Voyager Digital Faces Delisting from the TSX and Files For Bankruptcy



IBD | Harrison Miller | Jul 6, 2022

Voyager - Voyager Digital Faces Delisting from the TSX and Files For BankruptcyVoyager Digital (VOYGVF) is the latest casualty from the Terra and LUNA cryptocurrency collapse. Voyager filed for Chapter 11 bankruptcy late Tuesday. The crypto broker, which has been suffering from the default and liquidation of Three Arrows Capital, suspended all activity on its platform last week. The Toronto Stock Exchange halted trading of the stock following the Voyager bankruptcy announcement. The exchange is expediting a review to potentially delist Voyager’s shares.
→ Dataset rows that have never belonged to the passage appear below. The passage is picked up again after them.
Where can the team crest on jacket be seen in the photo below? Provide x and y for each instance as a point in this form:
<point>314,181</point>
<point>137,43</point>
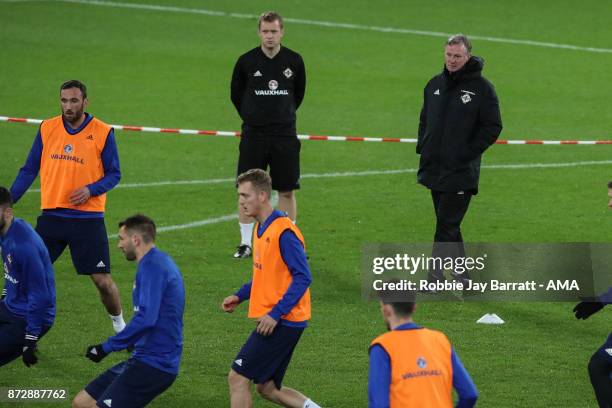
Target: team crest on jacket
<point>421,362</point>
<point>466,98</point>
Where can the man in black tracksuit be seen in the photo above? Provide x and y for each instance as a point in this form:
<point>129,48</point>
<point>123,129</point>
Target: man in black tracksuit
<point>459,120</point>
<point>268,86</point>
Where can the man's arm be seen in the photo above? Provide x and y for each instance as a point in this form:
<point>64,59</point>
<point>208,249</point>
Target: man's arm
<point>379,378</point>
<point>422,122</point>
<point>112,170</point>
<point>40,296</point>
<point>462,382</point>
<point>292,252</point>
<point>28,173</point>
<point>237,86</point>
<point>244,293</point>
<point>489,125</point>
<point>300,83</point>
<point>151,289</point>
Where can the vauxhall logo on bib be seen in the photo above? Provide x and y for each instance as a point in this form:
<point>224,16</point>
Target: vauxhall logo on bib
<point>68,155</point>
<point>272,90</point>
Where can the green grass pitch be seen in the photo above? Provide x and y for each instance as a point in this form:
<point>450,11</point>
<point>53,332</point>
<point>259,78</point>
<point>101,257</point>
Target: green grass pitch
<point>172,69</point>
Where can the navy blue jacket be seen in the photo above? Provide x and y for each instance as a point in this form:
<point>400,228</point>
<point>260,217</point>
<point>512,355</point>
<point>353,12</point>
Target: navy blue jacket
<point>29,283</point>
<point>156,329</point>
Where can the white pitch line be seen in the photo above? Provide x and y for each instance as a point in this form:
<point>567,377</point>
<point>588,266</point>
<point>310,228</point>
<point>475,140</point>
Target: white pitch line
<point>332,24</point>
<point>517,166</point>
  • Last week, A British Virgin Islands court ordered Singapore-based 3AC to liquidate following its default on Bitcoin loans. 3AC was unable to make payments on its 15,250 BTC, as well as the $350 million USDC it had borrowed from Voyager.
  • On Friday, 3AC filed for Chapter 15 bankruptcy in the Southern District of New York.
  • Chapter 15 allows the hedge fund to attempt to protect some of its assets from creditors.
  • In its bankruptcy filing, Voyager reported it has over $110 million of cash and owned crypto assets on hand. It has about $1.3 billion of digital assets on its platform. Those assets include more than $650 million in claims against crypto hedge fund Three Arrows Capital (3AC).

See:  Three Arrows Capital crypto hedge fund files for bankruptcy

Voyager Bankruptcy Plan

  • Voyager’s Chapter 11 approach allows the broker to reorganize while continuing operations. Its current plan is to give customers a combination of proceeds from the 3AC recovery, common shares of the reorganized company and Voyager tokens. Court approval is pending for this effort to return at least some value to stakeholders.
  • Customers holding U.S. dollars in their accounts will get access to their funds once Metropolitan Commercial Bank completes its reconciliation and fraud prevention process.
  • Voyager will file customary “first day” motions that would allow it to maintain operations, pay employees and continue primary benefits.
  • On June 22, Voyager signed a deal for a $500 million credit facility from Alameda Research. Alameda is led by CEO Sam Bankman-Fried, who also runs the cryptocurrency exchange FTX.
  • Voyager’s bankruptcy filing lists $75 million of unsecured credit to Alameda Research and nearly $100,000 to Google. The company declined to name other firms it owes money.